In asthma, recent studies have proposed several biomarkers to predict the efficacy of treatments. For example, asthma patients with baseline blood eosinophils of ≥300 cells per μL who are receiving high-dosage inhaled corticosteroids plus long-acting β2-agonists were reported to exhibit a longer exacerbation-free clinical course than those with placebo.[51] Dupilumab was also shown to achieve substantial improvements in asthma patients with a baseline blood eosinophil count of at least 300 eosinophils per μL in terms of patient-reported outcomes such as morning and evening asthma symptom scores.[52] In addition, the eosinophil count is a useful predictor of good treatment response in asthma patients treated with the anti-IL-5 antibody mepolizumab.[53] The anti-IL-13 antibody lebrikizumab is also known to be efficacious for asthma treatment.[54] Patients with high pretreatment levels of serum periostin have greater improvement in lung function upon lebrikizumab treatment than do patients with low periostin levels in asthma.[54] Pretreatment serum levels of dipeptidyl peptidase-4 or periostin are also useful predictors of good therapeutic response in asthma patients administered the anti-IL-13 antibody tralokinumab.[55]
The present clinical trial will be the first to evaluate the pretreatment serum biomarkers that predict a good or poor outcome in patients with AD treated with dupilumab. Eighteen serum biomarkers that are known to reflect disease activity of AD are selected as potential candidates.
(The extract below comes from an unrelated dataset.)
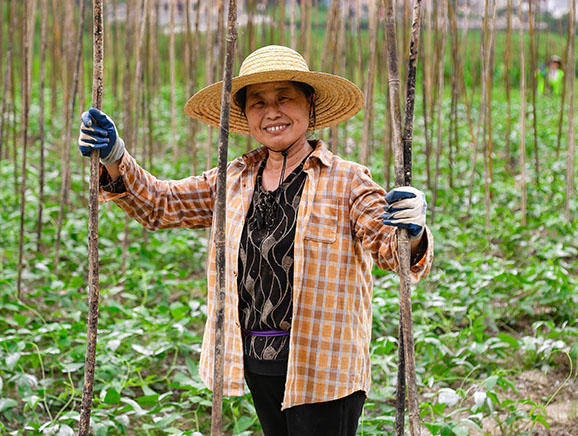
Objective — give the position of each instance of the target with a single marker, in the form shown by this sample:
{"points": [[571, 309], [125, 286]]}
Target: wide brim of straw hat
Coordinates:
{"points": [[336, 98]]}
We will also extend our study to seek new biomarkers using proteomic analysis. However, this study has a limitation that will only enroll Japanese patients. Recent reports suggest that patients of Asian origin with AD have a prominent IL-17 component.[38] Therefore, there is a possibility that the findings of this study cannot be extrapolated to non-Asian AD. However, a biomarker assessment study is now ongoing in the European “BioDay” dupilumab treatment cohort.[40] Although the primary endpoints differ, it will be possible to compare our results with those from “BioDay.”
Author contributions
KI, DO, NK, TN, and MF conceived and designed and drafted the study protocol. All other authors approved the study protocol. TN and MF drafted the manuscript. All other authors critically reviewed the manuscript. All authors approved the final version of the manuscript.
Glossary
Abbreviations: AD = atopic dermatitis, CCL = Chemokine (C-C motif) ligand, EASI = eczema area and severity index, IGA = Investigator's Global Assessment, IgE = immunoglobulin E, IL = interleukin, LDH = lactate dehydrogenase, NRS = numerical rating scale, POEM = patient-oriented eczema measure, SCCA2 = squamous cell carcinoma antigen-2, sIL-2R = soluble interleukin 2 receptor, Th2 = T helper type 2, TSLP = thymic stromal lymphopoietin.